La cantante che faceva comizi con la chitarra

Rosa Balistreri - Interprete e cantautrice folk siciliana che negli anni sessanta e settanta ha dato voce ai poveri e agli indifesi. Una figura storica da recuperare, una sonorità e passionalità femminile da riascoltare

Providenti Giovanna Mercoledi, 25/03/2009 - Articolo pubblicato nel mensile NoiDonne di Novembre 2007

Quando nel 1966 Dario Fo portava sulle scene lo spettacolo di canzoni popolari, dal titolo “Ci ragiono e canto”, tra le cantanti alternatesi sul palco ve ne era una che non assomigliava a nessun’altra: Rosa Balistreri, una popolana quarantenne dal volto segnato da duro lavoro e molte sofferenze e gli occhi limpidi e sicuri di chi porta fino in fondo le battaglie che la vita le pone.
"Ho imparato a leggere a 32 anni. Dall'età di sedici anni vivo da sola. Ho fatto molti mestieri faticosi per dare da mangiare a mia figlia. Conosco il mondo e le sue ingiustizie meglio di qualunque laureato. E sono certa che prima o poi anche i poveri, gli indifesi, gli onesti avranno un po' di pace terrena". Così si presentava Rosa ad un giornalista che l’intervistava nel 1973 in seguito alla mancata partecipazione al festival di Sanremo, dove la sua canzone dal titolo “Terra che non senti” era stata esclusa all’ultimo minuto. Il fragore suscitato intorno al caso ha fatto sì che Rosa fosse considerata da molti la vera vincitrice del festival e potesse affermare con risolutezza che non si sarebbe lasciata spaventare dai nemici politici che avevano cercato di eliminarla: “Si può fare politica e protestare in mille modi, io canto. Ma non sono una cantante… sono diversa, diciamo che sono un'attivista che fa comizi con la chitarra”.
Un piccolo ostacolo come un esclusione a un festival non avrebbe fatto altro che rendere il suo impegno politico ancora più determinato: "Li ho messi tutti nel sacco.
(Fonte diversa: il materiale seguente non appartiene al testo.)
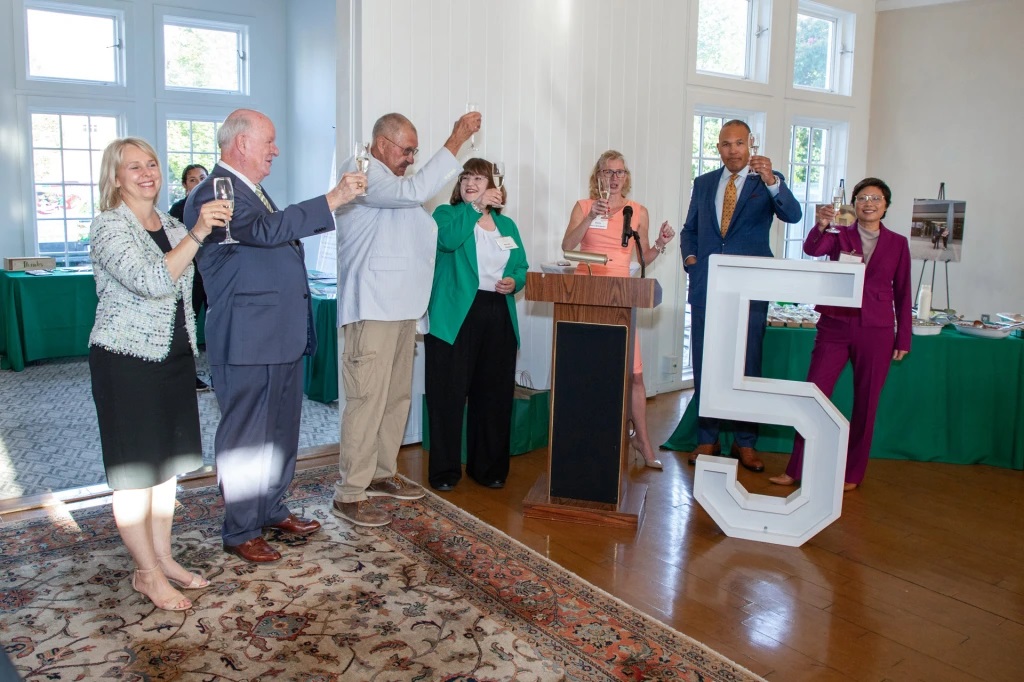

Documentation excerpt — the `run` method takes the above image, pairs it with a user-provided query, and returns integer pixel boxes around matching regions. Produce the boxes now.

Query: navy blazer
[184,165,335,365]
[679,166,804,306]
[804,222,913,351]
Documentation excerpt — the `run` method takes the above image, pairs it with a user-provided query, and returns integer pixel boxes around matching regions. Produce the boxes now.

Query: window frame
[155,104,232,208]
[154,7,252,96]
[18,97,130,262]
[788,0,857,97]
[776,116,852,260]
[689,0,774,87]
[12,0,135,98]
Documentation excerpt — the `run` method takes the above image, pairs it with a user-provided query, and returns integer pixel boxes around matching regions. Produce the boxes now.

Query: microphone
[623,206,633,249]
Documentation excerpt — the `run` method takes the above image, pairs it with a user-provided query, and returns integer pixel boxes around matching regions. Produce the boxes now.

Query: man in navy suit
[184,109,366,562]
[680,120,803,471]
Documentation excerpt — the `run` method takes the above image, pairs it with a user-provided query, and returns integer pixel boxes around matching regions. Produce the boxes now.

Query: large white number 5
[693,255,864,547]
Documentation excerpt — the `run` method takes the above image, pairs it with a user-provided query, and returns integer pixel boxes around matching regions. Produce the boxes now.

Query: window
[783,123,850,259]
[32,113,118,265]
[164,119,220,206]
[25,3,124,85]
[793,2,854,95]
[696,0,771,83]
[164,16,248,94]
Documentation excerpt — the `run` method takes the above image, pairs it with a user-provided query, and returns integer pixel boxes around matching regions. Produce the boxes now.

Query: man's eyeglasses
[381,135,420,157]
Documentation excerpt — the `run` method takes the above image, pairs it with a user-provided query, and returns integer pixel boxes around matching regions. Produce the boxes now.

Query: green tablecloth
[0,270,96,372]
[303,284,338,402]
[663,327,1024,469]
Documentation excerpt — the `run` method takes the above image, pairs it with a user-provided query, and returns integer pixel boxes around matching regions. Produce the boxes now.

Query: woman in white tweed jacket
[89,137,231,610]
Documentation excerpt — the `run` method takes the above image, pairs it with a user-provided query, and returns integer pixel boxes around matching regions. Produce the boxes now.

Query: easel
[913,182,952,307]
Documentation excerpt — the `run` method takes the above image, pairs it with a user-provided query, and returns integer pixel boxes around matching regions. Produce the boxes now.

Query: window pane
[164,119,220,206]
[697,0,751,77]
[32,114,118,265]
[164,24,242,92]
[26,9,118,83]
[793,14,836,90]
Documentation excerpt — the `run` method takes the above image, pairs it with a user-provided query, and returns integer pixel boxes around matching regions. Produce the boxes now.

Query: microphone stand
[630,229,647,280]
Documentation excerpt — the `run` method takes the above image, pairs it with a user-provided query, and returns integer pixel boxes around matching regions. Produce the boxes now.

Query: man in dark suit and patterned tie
[680,120,803,471]
[184,110,366,562]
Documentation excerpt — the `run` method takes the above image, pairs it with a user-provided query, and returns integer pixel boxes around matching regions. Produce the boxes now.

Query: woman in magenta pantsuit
[769,177,911,491]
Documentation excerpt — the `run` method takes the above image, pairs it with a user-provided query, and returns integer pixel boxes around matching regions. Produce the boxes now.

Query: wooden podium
[522,272,662,528]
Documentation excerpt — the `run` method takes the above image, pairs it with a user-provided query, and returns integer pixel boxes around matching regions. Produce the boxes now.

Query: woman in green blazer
[424,159,528,491]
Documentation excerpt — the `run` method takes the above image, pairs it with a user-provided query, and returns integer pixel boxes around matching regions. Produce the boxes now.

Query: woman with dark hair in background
[89,137,231,611]
[424,159,528,491]
[769,177,912,492]
[167,164,210,392]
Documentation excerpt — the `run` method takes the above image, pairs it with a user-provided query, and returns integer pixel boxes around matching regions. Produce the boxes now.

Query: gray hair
[217,109,257,153]
[373,114,416,139]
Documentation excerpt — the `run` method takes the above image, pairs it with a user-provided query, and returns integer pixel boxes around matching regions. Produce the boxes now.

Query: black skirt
[89,301,203,491]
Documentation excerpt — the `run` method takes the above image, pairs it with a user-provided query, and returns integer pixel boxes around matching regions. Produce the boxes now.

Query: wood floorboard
[0,392,1024,682]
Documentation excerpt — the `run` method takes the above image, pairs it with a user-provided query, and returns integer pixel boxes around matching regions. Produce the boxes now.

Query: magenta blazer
[804,222,912,351]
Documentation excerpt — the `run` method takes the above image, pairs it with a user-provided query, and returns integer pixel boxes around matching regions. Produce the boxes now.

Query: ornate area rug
[0,467,761,682]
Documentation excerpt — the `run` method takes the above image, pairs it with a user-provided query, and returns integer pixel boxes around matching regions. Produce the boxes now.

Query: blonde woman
[89,137,231,611]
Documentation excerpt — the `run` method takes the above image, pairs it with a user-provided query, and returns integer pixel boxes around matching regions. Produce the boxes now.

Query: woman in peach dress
[562,150,676,469]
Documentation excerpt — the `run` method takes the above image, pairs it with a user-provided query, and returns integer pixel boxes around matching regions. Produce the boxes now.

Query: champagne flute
[825,184,846,235]
[490,161,505,208]
[746,132,761,175]
[352,142,370,197]
[213,177,239,244]
[597,170,611,218]
[466,101,480,154]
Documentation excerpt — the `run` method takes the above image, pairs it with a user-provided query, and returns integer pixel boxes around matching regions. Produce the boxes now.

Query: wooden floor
[0,385,1024,682]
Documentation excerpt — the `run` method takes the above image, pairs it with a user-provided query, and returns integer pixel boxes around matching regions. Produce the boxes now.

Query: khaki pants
[334,319,416,502]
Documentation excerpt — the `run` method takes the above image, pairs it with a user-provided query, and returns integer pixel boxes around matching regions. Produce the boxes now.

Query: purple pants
[785,315,896,485]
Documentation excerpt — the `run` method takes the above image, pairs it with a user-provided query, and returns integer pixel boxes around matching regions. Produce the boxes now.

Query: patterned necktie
[722,173,739,237]
[256,184,274,213]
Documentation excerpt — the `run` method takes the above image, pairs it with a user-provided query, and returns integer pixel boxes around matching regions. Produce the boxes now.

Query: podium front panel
[549,322,633,505]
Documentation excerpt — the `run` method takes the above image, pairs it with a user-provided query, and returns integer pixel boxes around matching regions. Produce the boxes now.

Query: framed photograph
[910,199,967,263]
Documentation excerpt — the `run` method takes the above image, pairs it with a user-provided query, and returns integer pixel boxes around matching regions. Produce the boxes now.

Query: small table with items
[663,327,1024,469]
[0,267,96,372]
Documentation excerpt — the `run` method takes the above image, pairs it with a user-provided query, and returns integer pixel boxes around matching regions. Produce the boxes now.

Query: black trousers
[424,291,516,485]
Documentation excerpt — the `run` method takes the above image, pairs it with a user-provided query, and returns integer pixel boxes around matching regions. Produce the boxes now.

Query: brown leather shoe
[224,538,281,563]
[266,514,319,536]
[729,442,765,473]
[686,442,722,467]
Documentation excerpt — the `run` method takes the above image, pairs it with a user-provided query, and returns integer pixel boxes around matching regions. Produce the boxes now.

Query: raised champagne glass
[466,101,480,154]
[213,177,239,244]
[352,142,370,197]
[825,184,846,235]
[490,161,505,208]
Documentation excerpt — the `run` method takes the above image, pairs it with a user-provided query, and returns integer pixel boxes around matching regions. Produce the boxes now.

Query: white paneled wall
[338,0,873,392]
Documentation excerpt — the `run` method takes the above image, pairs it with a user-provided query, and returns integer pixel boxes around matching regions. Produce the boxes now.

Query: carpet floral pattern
[0,468,760,682]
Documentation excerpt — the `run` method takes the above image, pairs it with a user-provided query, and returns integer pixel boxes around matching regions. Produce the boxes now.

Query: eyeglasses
[381,135,420,157]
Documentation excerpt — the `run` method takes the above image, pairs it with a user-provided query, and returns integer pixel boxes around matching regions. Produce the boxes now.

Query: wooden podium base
[522,474,647,530]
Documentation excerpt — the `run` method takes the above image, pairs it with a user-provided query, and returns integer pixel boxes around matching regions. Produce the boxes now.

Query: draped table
[663,327,1024,469]
[0,270,96,372]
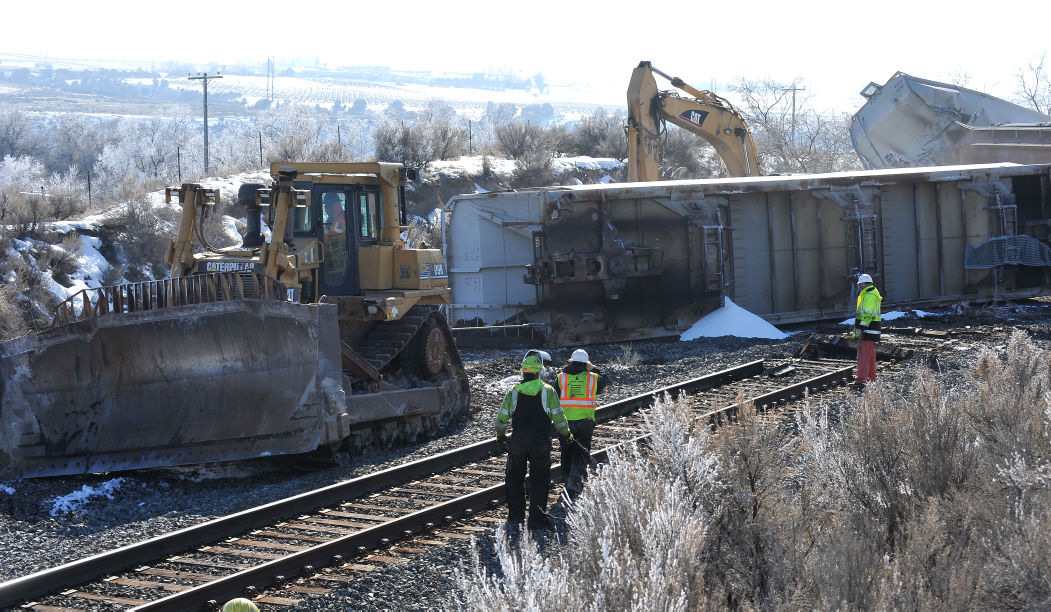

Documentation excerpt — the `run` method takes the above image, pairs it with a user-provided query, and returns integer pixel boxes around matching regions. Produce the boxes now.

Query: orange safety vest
[558,372,598,421]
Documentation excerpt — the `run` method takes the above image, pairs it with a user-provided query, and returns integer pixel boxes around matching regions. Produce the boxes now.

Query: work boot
[503,521,522,546]
[529,514,555,531]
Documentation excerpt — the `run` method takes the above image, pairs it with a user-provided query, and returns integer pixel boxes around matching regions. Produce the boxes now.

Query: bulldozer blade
[0,300,347,480]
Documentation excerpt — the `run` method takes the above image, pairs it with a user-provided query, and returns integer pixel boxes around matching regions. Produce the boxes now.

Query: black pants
[504,432,551,522]
[561,419,595,499]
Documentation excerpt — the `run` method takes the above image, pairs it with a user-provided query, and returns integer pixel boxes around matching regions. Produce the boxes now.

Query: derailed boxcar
[446,164,1051,345]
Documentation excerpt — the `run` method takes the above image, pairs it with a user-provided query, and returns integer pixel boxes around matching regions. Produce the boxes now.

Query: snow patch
[679,298,788,341]
[51,478,125,516]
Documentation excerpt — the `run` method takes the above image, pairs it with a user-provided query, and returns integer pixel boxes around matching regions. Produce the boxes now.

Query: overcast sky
[0,0,1051,111]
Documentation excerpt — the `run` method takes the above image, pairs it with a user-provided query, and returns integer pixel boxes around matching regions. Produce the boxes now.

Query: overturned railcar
[446,163,1051,345]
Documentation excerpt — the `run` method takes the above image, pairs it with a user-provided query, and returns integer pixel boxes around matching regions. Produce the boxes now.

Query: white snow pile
[51,478,125,516]
[429,156,624,180]
[428,156,515,178]
[679,298,788,341]
[840,310,937,325]
[551,157,624,172]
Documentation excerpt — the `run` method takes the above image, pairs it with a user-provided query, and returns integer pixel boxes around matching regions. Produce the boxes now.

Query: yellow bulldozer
[0,163,469,480]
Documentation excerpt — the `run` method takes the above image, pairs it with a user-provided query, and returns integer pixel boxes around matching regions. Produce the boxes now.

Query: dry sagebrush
[455,332,1051,610]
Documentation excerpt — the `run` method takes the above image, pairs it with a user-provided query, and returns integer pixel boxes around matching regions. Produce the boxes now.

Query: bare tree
[566,108,627,159]
[372,122,430,170]
[1015,52,1051,115]
[495,121,555,160]
[730,79,861,172]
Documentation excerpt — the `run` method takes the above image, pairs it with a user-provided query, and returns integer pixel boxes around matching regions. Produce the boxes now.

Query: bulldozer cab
[294,183,383,295]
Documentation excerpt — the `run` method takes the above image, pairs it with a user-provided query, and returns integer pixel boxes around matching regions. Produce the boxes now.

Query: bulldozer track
[357,306,438,370]
[0,334,945,610]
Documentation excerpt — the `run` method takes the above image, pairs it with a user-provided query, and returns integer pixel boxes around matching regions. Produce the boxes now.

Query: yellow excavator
[0,163,469,480]
[625,61,762,182]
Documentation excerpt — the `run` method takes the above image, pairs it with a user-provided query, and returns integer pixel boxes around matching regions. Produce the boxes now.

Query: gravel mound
[0,300,1051,610]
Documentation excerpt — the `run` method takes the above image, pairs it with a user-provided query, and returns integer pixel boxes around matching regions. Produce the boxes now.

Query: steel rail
[0,360,764,609]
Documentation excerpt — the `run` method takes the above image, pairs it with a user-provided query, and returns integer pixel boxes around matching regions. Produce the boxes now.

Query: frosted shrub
[455,397,718,611]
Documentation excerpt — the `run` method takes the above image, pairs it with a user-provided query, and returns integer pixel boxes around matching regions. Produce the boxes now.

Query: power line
[781,85,806,148]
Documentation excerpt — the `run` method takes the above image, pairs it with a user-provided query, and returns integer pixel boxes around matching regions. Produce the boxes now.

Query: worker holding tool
[495,354,573,531]
[555,348,606,501]
[850,274,883,386]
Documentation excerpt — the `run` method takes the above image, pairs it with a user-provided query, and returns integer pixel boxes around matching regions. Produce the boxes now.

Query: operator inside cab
[322,191,347,285]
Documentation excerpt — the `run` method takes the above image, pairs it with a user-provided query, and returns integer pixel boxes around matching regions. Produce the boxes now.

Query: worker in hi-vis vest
[494,353,573,532]
[555,349,606,499]
[850,274,883,385]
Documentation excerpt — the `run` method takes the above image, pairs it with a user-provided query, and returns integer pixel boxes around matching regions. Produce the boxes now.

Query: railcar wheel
[409,321,448,379]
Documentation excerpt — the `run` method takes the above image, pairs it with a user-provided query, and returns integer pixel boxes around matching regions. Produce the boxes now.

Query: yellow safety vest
[558,372,598,421]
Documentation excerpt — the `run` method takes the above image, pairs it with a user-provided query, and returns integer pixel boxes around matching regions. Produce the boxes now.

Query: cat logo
[204,262,255,272]
[679,110,708,125]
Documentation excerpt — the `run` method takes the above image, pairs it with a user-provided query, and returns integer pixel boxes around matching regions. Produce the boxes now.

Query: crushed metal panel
[850,73,1051,168]
[444,191,545,325]
[447,164,1051,343]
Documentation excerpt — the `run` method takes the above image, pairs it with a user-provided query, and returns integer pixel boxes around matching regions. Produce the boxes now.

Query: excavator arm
[626,61,762,182]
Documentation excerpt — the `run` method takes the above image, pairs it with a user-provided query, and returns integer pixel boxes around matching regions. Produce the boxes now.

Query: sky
[0,0,1051,111]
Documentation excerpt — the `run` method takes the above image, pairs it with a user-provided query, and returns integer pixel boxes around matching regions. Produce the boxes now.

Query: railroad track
[0,336,954,610]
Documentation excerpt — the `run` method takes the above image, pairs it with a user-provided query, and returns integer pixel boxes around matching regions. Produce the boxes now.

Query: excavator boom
[625,61,762,182]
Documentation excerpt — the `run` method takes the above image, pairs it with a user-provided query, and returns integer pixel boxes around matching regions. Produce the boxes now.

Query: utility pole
[782,85,806,149]
[266,56,273,105]
[187,73,223,176]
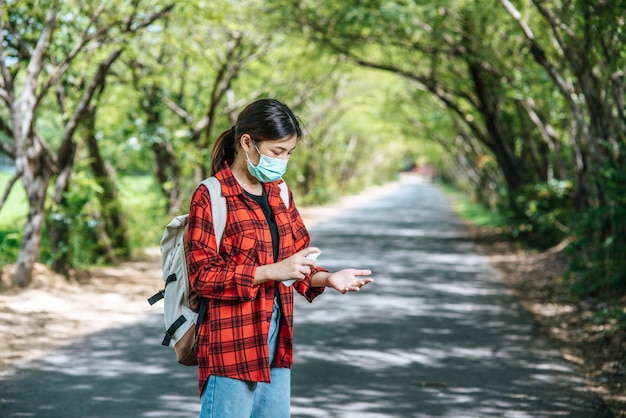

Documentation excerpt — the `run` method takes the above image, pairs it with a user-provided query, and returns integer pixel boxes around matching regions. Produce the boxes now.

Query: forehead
[260,135,298,150]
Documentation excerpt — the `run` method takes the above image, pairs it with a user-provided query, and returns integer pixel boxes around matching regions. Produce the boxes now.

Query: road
[0,177,612,418]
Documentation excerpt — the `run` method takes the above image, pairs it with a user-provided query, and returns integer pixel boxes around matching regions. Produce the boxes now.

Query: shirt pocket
[222,229,259,264]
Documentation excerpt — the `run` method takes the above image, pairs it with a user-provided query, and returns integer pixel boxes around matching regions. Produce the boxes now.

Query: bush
[510,180,574,249]
[569,168,626,297]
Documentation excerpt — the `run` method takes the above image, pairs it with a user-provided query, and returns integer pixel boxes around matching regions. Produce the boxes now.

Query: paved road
[0,176,612,418]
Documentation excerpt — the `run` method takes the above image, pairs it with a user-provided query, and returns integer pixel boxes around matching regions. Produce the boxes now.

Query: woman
[188,99,372,418]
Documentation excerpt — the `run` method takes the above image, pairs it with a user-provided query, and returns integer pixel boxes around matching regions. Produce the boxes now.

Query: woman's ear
[239,134,252,153]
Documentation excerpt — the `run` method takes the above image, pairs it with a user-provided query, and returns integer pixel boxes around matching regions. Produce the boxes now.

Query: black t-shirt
[244,189,278,262]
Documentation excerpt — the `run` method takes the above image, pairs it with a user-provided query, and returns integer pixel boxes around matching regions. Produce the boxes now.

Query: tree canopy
[0,0,626,298]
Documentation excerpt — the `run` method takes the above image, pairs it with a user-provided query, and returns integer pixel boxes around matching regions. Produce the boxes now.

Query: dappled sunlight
[0,315,200,418]
[0,183,610,418]
[292,183,600,418]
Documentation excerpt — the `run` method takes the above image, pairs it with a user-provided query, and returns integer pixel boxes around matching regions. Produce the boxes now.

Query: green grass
[0,172,28,230]
[439,184,507,228]
[0,172,170,266]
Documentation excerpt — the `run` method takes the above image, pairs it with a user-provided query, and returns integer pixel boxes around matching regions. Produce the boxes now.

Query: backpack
[148,176,289,366]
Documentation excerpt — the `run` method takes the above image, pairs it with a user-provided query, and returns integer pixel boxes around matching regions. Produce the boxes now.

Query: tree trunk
[13,134,52,287]
[83,105,130,262]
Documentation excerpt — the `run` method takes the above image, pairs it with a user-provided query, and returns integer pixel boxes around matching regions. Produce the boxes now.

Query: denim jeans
[200,300,291,418]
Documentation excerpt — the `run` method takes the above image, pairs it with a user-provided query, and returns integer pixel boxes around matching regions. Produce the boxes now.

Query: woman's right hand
[254,247,320,284]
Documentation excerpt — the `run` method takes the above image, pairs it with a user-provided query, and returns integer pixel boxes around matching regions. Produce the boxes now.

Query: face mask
[246,145,289,183]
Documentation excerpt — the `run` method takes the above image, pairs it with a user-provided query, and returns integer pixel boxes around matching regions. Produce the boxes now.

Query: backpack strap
[202,176,227,247]
[278,180,290,209]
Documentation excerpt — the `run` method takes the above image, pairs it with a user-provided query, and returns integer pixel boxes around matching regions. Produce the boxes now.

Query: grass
[0,172,28,230]
[0,172,169,267]
[439,183,507,228]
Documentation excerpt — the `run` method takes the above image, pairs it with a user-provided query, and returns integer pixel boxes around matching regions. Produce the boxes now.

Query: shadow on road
[0,177,611,418]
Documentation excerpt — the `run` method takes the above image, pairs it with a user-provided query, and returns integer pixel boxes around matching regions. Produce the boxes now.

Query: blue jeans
[200,301,291,418]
Le mie storie di miseria provocheranno guai a molti pezzi grossi il giorno in cui l'opinione pubblica sarà più sensibile ad argomenti come la fame, la disoccupazione, le donne madri, l'emigrazione, il razzismo dei ceti borghesi… Finora ho cantato nelle piazze, nei teatri, nelle università, ma sempre per poche migliaia di persone. Adesso ho deciso di gridare le mie proteste, le mie accuse, il dolore della mia terra, dei poveri che la abitano, di quelli che l'abbandonano, dei compagni operai, dei braccianti, dei disoccupati, delle donne siciliane che vivono come bestie. Era questo il mio scopo quando ho accettato di cantare a Sanremo. Anche se nessuno mi ha visto in televisione, tutti gli italiani che leggono i giornali sanno chi sono, cosa sono stata, tutti conoscono le mie idee, alcuni compreranno i miei dischi, altri verranno ai miei concerti e sono sicura che rifletteranno su ciò che canto" (“Qui Giovani” del 22 marzo '73 in www.rosabalistreri.it).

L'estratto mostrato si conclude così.